1/2c.    Cider vinegar

Instructions:

Mix all ingredients in a pot, and heat over med/low for 20 minutes

It is ready to apply; stir each time before applying.

Tips:

This mop can be applied with a mop brush or by placing the finished product in a spray bottle (let mop cool completely before placing in a spray bottle).  The apple juice is a great addition to a mop because it is not an overpowering flavor, and adds sweetness to the meat.

Shake well each time before spraying or stir well before applying with a mop brush.

*Mop #2*

Ingredients:

1c.       beef broth 

1 1/3c. water 

3/4c.    Worcestershire sauce 

1/2c.    cider vinegar 

1/3c.    Canola oil or vegetable oil 

1 tsp    dry mustard (Optional) 

1 tsp    garlic powder 

1 tsp    red pepper   

Instructions:

1. Mix all ingredients in a pot, and heat over med/low for 20 minutes. 

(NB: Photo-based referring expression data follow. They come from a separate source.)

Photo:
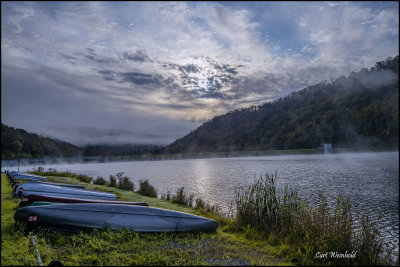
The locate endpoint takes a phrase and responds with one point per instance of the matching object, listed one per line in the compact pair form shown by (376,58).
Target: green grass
(129,248)
(271,227)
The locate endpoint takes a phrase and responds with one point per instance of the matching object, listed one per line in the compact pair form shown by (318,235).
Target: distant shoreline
(200,155)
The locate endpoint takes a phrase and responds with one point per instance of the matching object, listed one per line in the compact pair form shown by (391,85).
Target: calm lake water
(370,180)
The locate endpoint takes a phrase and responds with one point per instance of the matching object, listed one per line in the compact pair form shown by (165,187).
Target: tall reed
(312,230)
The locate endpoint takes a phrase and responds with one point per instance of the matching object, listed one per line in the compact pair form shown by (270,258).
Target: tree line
(357,111)
(360,110)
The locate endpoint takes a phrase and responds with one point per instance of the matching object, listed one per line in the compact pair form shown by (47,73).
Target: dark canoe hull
(27,176)
(77,186)
(32,198)
(115,216)
(59,191)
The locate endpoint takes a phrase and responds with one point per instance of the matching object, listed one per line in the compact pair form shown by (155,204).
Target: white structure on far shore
(328,148)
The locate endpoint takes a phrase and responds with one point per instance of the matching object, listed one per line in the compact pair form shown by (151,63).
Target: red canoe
(32,198)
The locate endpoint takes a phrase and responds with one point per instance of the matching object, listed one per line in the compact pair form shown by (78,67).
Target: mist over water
(370,180)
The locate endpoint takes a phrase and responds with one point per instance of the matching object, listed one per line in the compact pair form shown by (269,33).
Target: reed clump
(100,181)
(146,189)
(311,230)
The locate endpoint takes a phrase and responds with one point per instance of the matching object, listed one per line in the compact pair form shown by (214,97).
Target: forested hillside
(361,110)
(17,143)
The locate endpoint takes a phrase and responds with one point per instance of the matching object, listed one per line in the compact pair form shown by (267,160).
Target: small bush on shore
(311,230)
(112,181)
(125,183)
(146,189)
(100,181)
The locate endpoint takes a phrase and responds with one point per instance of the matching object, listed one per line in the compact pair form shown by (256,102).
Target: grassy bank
(271,227)
(129,248)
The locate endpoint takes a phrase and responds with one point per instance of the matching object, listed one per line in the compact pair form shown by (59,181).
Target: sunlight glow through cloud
(165,67)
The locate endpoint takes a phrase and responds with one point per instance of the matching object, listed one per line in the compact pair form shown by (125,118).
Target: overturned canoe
(30,188)
(25,201)
(77,186)
(28,176)
(114,216)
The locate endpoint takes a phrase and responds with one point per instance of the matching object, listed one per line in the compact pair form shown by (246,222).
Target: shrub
(310,229)
(146,189)
(166,196)
(100,181)
(179,197)
(113,181)
(125,183)
(199,204)
(84,178)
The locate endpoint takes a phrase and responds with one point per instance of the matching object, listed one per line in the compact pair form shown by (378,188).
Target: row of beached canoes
(72,207)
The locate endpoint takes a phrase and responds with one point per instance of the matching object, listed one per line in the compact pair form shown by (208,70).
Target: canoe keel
(116,216)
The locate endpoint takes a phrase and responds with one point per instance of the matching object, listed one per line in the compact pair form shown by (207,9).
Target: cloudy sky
(150,72)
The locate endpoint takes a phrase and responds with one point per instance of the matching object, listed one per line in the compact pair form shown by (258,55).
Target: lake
(370,180)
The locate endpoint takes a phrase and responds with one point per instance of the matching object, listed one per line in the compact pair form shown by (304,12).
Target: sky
(151,72)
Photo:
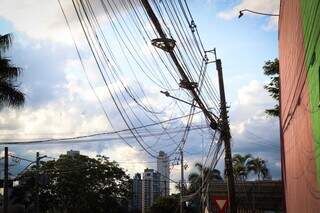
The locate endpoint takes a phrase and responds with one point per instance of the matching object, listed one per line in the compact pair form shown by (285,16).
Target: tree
(195,179)
(239,163)
(10,95)
(271,68)
(259,167)
(77,184)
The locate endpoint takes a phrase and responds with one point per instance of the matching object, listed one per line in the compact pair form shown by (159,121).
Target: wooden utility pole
(168,45)
(187,84)
(225,134)
(37,183)
(5,182)
(182,180)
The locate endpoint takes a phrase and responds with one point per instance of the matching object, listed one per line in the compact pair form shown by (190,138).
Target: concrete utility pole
(5,182)
(37,182)
(182,180)
(225,134)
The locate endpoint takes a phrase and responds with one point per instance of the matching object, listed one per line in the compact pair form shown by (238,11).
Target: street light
(241,13)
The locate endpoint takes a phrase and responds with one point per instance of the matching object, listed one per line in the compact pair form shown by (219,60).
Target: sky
(60,102)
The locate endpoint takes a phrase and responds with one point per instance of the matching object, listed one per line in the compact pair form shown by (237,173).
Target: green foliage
(243,165)
(77,184)
(271,68)
(239,163)
(10,95)
(259,167)
(201,174)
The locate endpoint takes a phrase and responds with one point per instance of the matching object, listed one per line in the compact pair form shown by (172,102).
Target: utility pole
(5,182)
(225,134)
(37,182)
(182,180)
(168,45)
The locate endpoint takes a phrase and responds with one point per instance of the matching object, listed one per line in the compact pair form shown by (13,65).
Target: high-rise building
(164,170)
(136,201)
(150,188)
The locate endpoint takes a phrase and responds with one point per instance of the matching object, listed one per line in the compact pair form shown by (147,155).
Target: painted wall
(299,28)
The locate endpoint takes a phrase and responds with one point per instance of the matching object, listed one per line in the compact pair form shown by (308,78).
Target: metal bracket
(166,44)
(188,85)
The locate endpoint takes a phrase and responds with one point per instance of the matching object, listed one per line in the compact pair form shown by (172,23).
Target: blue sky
(60,102)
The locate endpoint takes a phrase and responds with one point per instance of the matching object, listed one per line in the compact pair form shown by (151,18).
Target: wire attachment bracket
(166,44)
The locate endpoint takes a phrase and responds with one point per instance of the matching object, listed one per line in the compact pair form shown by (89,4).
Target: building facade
(163,168)
(150,188)
(136,201)
(299,54)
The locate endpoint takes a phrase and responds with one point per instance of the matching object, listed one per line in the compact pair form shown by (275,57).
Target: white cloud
(264,6)
(43,19)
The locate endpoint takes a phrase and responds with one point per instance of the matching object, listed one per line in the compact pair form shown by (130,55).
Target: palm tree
(259,167)
(240,170)
(195,180)
(10,95)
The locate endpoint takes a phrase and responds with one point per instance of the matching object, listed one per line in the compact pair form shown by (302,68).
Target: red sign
(221,202)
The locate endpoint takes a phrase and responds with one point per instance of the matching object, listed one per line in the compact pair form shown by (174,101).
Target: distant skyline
(59,102)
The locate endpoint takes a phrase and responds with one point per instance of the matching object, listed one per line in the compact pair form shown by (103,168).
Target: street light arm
(255,12)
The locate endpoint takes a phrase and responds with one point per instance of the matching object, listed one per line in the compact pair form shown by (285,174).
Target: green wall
(310,12)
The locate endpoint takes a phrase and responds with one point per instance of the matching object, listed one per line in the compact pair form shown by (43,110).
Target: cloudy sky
(60,102)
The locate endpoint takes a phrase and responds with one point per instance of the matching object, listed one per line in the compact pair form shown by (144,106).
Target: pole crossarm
(185,79)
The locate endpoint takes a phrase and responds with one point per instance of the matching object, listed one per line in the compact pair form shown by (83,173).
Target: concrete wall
(299,28)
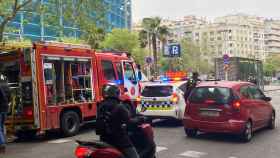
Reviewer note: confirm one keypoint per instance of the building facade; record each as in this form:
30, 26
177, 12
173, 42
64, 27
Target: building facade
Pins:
272, 36
235, 35
118, 16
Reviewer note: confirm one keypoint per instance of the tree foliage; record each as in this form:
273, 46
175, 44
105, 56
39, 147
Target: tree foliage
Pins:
121, 39
272, 65
8, 11
153, 31
124, 40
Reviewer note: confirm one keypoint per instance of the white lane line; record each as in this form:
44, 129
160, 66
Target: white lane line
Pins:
193, 154
59, 141
161, 148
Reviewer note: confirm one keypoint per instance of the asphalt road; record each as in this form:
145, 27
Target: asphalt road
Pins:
171, 143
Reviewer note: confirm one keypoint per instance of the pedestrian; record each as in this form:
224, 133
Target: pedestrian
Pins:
139, 73
191, 84
112, 120
252, 79
4, 106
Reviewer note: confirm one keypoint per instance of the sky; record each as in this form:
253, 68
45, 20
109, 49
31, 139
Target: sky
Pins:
174, 9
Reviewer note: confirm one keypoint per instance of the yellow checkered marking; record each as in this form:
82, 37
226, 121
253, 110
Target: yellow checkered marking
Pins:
157, 105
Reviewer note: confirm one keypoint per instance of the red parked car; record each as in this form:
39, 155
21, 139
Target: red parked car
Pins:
228, 107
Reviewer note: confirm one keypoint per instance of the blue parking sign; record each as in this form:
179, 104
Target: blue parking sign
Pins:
174, 50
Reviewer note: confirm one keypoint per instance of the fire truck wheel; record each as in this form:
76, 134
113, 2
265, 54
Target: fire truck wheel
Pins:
26, 135
70, 123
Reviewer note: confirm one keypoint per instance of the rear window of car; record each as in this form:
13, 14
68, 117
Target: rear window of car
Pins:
157, 91
220, 95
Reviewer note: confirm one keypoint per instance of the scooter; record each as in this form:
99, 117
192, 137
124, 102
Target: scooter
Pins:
142, 137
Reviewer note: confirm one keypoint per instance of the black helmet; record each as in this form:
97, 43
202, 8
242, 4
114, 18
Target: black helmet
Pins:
110, 90
195, 74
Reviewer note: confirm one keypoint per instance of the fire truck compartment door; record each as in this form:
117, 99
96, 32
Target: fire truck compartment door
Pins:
130, 80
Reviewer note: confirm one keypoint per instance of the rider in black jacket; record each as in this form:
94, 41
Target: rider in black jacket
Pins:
118, 119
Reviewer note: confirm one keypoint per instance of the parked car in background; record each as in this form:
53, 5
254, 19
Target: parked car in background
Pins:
228, 107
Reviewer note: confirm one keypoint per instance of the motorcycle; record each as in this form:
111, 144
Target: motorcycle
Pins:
141, 135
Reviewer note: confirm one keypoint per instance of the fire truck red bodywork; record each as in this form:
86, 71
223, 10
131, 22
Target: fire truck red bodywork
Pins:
42, 116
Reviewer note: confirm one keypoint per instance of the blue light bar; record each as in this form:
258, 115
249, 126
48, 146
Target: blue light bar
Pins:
119, 82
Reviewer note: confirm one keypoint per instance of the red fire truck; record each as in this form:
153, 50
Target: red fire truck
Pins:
58, 86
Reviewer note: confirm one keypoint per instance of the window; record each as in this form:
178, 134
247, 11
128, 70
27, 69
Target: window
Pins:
244, 92
108, 70
119, 71
129, 72
219, 94
256, 93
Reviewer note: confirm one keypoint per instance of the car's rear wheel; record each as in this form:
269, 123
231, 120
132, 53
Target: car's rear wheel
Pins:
247, 134
190, 132
271, 124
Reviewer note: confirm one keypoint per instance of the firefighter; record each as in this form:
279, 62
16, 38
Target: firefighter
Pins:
112, 120
252, 79
191, 84
4, 106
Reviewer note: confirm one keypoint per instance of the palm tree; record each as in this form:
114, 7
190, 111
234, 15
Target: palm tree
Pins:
154, 31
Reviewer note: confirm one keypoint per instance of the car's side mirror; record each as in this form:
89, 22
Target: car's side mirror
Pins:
267, 99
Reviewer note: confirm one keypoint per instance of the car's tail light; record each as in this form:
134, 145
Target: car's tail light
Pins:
174, 98
209, 101
28, 113
236, 105
83, 152
138, 99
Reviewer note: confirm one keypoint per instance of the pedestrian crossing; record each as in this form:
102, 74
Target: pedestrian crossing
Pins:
159, 149
188, 153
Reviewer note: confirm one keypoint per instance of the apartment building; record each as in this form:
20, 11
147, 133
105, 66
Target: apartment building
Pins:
237, 35
272, 36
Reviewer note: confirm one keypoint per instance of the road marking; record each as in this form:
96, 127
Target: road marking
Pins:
161, 148
59, 141
193, 154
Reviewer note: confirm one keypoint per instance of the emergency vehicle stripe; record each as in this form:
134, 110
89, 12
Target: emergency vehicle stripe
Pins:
165, 105
35, 90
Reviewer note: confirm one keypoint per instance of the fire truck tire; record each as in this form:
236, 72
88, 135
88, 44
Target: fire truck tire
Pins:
70, 123
26, 135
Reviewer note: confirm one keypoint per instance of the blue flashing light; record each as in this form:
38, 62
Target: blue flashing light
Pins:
164, 79
119, 82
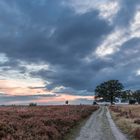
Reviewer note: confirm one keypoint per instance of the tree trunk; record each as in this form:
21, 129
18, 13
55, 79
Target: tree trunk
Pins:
111, 100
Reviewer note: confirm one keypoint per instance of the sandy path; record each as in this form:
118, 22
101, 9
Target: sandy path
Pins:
100, 127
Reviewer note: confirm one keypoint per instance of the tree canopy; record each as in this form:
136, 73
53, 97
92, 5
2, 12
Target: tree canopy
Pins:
109, 90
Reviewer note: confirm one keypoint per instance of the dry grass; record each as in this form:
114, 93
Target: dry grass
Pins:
127, 118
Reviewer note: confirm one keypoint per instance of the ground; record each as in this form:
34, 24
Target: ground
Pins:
100, 127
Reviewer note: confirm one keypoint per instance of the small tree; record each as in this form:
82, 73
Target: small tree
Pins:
32, 104
66, 102
109, 90
136, 96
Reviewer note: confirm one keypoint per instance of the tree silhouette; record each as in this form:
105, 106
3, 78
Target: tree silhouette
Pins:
109, 90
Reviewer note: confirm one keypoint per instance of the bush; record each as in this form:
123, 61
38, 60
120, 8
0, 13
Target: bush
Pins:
32, 104
132, 101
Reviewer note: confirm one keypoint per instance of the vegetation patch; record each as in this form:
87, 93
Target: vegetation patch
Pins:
41, 122
127, 118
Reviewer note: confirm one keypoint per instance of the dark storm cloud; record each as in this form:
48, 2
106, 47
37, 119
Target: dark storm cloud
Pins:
5, 98
127, 11
47, 31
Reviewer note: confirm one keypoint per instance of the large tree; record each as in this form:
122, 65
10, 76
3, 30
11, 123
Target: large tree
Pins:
109, 90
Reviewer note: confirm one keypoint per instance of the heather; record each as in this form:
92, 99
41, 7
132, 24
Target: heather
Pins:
41, 122
128, 119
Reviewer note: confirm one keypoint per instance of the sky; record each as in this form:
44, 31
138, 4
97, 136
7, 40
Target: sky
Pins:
57, 50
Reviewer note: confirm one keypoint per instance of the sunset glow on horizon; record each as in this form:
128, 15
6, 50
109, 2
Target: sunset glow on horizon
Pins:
52, 51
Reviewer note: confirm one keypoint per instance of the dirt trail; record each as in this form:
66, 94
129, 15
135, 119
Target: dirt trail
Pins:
100, 127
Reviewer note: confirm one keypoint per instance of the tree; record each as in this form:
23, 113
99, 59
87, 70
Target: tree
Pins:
109, 90
66, 102
126, 95
136, 96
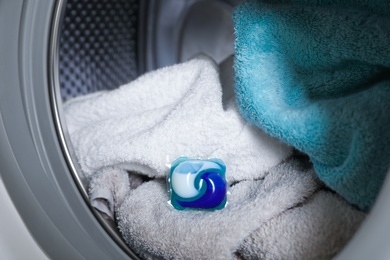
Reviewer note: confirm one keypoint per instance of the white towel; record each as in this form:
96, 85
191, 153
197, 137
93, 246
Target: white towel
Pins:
172, 112
123, 135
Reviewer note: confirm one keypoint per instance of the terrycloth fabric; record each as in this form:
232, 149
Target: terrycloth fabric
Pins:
315, 74
318, 229
136, 126
175, 111
265, 219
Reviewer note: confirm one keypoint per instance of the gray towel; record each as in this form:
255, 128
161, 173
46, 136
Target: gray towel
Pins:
271, 218
271, 199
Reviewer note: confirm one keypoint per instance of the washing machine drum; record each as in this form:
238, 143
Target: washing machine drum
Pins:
55, 50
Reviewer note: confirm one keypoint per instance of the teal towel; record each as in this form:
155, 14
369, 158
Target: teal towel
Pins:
316, 75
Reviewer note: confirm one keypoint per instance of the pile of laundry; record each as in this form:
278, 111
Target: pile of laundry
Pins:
303, 137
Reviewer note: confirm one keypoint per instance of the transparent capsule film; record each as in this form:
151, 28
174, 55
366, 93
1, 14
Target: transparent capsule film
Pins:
197, 184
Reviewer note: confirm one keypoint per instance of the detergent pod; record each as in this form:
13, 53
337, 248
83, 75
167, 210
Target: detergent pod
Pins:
197, 184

2. It is ready to use. (Stir before each application)

*Mop #3*

Ingredients:

1/2 cup water 

1/2 cup vinegar 

3 tablespoons yellow mustard 

3 tablespoons olive oil 

1 tablespoon chili powder 

1 tablespoon garlic powder 

1 teaspoon cayenne

Preparation:

Mix all ingredients together and store in the refrigerator. This mop will stay good for about three months refrigerated. Make ahead to allow the flavors to blend and age.

*Mop #4*

Ingredients:

1 cup water 

1/4 cup white vinegar 

3 tablespoons paprika 

1 1/2 tablespoons dry mustard 

1 tablespoon onion powder 

1 tablespoon garlic powder 

1 tablespoon ground basil 

1 tablespoon red pepper 

2 teaspoons black pepper

Preparation:

Combine all ingredients. Store in an airtight container. Apply to ribs while they are smoking in small amounts. You don't want to wash the ribs down, but lightly apply to keep the surface moist.


----------



## SmokinAl (Aug 11, 2011)

Glad to have you with us!

Thanks for the recipes!


----------



## bishopx (Aug 11, 2011)

Thanx SmokinAl!!!  I will try to post a recipe as often as I can to offset ALL that I have learned in the past 24 hours on this site.  You guys and this site are SMOKIN!!!!!!


----------



## michael ark (Aug 11, 2011)

Thanks for shareing.


----------



## meateater (Aug 11, 2011)

Welcome to the SMF. Glad to have you here. Lots of good folks, great recipes and knowledge. Looking forward to your first qview.


----------